A second meditation on freedom

When I was trying to write Meditations on Freedom, I had a fragment of song stuck in my head. I could never figure it out. All I could recall was one word (freedom) being belted out in the chorus. I finally recognized it when “The Blues Brothers” was playing in the background. It was Aretha Franklin singing “Think.”

You better think (think) think about what you’re trying to do to me
Yeah, think (think, think), let your mind go, let yourself be free

Oh freedom (freedom), freedom (freedom), freedom, yeah freedom
Freedom (freedom), freedom (freedom), freedom, ooh freedom
–“Freedom,” Aretha Franklin & Teddy White (songwriters)

I said in the last post, “Love limits freedom. When you love someone, truly someone, your hands are truly tied. Freedom dissipates not only with increasing responsibility, but with loyalty and the conviction to do what’s best for the both of you (or the family).  I’m not trying to suggest this is a bad thing, only that it is truth. We are bound in love to not act freely irresponsibly, or without consideration,  instead are bound to the opposites. Or should be.”

I stand by this, but is only one side of the coin. The lyrics of “Think” tell the other side. To truly act in love is to let your mind be free, to be open to the possibilities of sharing, of equality. Yes, to be considerate (“think about what you’re trying to do me”) does place constraints (such as not to be an ass), but to be considerate and treat the other as an equal offers only possibilities and greater freedom.

You need me (need me) and I need you (don’t you know)
Without each other there ain’t nothing people can do, yeah yeah
Think about me (what your trying to do to me) till the fall of night
Think about it right now

Oh freedom (freedom), freedom (freedom), freedom, yeah freedom
Freedom (freedom), freedom (freedom), freedom, ooh freedom

Yes, more is possible as a couple.
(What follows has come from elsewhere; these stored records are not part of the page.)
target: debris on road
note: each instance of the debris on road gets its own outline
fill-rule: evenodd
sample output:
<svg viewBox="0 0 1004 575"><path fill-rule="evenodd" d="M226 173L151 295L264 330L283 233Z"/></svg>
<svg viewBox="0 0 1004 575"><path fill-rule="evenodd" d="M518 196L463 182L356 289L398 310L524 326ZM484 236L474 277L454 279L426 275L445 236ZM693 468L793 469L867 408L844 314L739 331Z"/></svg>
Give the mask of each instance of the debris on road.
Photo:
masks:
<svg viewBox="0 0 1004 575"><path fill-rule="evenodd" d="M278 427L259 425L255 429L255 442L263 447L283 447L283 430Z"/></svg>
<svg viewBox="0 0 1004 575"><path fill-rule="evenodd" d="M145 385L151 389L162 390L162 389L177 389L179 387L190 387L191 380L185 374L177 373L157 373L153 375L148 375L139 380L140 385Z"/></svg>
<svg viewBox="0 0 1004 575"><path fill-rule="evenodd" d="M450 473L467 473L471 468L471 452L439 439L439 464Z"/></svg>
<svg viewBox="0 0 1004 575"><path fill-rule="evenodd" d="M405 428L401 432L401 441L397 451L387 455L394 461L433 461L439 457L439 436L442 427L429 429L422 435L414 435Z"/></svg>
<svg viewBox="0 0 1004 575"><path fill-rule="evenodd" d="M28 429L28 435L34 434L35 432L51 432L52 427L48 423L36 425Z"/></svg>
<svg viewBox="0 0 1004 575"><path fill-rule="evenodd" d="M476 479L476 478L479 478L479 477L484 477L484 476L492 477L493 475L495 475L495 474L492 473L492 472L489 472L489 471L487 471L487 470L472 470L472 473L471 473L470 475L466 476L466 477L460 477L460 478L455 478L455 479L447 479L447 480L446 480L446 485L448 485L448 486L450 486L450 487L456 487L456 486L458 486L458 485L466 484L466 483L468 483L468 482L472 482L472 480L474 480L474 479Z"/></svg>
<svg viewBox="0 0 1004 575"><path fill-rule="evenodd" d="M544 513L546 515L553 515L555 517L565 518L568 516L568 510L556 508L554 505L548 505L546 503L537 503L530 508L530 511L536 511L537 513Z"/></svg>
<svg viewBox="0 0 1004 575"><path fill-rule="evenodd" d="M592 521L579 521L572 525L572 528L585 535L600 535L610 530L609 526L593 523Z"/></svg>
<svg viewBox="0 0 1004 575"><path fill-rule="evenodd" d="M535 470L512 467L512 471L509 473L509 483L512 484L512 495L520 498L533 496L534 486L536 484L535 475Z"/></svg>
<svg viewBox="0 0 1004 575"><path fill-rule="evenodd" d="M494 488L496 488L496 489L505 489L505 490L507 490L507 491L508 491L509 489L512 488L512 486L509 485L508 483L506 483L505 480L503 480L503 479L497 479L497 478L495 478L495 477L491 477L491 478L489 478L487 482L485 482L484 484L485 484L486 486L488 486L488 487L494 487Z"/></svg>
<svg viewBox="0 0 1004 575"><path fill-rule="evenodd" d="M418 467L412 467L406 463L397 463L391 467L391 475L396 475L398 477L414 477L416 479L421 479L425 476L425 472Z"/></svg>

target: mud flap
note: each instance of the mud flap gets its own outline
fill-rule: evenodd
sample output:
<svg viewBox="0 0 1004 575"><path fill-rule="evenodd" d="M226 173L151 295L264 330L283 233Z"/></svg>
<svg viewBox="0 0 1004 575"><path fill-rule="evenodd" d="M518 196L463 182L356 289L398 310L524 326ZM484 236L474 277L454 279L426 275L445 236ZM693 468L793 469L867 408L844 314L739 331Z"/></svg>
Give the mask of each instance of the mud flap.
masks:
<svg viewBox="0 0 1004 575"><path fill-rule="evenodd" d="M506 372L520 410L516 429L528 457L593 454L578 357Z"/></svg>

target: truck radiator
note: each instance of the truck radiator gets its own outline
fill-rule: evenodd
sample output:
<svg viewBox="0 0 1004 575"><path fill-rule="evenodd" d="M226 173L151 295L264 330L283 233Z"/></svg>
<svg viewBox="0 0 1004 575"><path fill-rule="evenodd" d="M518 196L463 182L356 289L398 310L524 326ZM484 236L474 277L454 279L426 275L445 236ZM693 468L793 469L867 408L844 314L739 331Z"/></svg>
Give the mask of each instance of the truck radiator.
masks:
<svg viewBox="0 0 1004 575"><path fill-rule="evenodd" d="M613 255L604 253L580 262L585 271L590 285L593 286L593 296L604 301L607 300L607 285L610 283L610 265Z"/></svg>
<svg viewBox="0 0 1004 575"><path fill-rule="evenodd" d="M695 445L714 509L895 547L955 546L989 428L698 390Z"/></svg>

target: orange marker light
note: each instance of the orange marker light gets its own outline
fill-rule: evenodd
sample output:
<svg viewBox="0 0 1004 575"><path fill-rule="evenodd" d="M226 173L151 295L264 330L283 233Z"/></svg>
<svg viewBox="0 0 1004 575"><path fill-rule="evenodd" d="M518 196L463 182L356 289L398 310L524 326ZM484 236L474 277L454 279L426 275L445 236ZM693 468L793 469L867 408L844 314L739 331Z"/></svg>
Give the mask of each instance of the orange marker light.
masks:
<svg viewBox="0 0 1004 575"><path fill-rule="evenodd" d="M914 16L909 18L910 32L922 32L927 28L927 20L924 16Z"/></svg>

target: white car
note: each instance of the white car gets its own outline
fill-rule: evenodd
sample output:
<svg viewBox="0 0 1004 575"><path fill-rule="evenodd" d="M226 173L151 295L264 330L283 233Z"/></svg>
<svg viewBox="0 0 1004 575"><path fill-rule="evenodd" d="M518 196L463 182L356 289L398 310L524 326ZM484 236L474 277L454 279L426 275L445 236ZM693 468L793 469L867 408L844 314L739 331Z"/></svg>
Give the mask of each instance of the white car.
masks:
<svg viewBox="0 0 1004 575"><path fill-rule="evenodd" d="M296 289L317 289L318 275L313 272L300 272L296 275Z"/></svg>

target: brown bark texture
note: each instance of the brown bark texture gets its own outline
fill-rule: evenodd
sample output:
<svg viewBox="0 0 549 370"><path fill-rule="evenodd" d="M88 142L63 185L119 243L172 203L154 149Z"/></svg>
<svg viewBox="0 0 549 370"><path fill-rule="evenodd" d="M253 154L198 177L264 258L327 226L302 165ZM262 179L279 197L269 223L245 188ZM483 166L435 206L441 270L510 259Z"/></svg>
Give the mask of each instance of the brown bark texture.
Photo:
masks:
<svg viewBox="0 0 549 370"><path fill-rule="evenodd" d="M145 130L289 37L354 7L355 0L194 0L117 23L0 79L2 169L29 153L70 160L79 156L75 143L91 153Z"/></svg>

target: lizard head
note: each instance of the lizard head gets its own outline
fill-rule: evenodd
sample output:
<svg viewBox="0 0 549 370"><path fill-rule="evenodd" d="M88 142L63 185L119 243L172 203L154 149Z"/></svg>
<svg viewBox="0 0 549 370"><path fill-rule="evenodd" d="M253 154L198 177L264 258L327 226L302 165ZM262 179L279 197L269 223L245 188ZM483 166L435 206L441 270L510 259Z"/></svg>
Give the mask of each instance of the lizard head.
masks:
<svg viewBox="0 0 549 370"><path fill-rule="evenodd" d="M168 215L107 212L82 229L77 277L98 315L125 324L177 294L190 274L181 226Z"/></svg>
More possibilities, more freedom to be vulnerable and open with each other. It seems contrary to the freedom of being alone and that’s because it is contrary. Not all freedoms are the same or provide the same things. More hands, more eyes, more voices, more thinking, more is possible than one alone. It’s also having someone to help bear the burdens, help face the fears, and to simply share in the effort. Working together beats working alone, whether cooking dinner or saving the world.

Freedom is an act of love. It is self-love that allows one to love another and allow them the freedom to be who they are. In practicing this, we learn that we are never diminished by another’s success and well-being. This leaves us free to be our own best.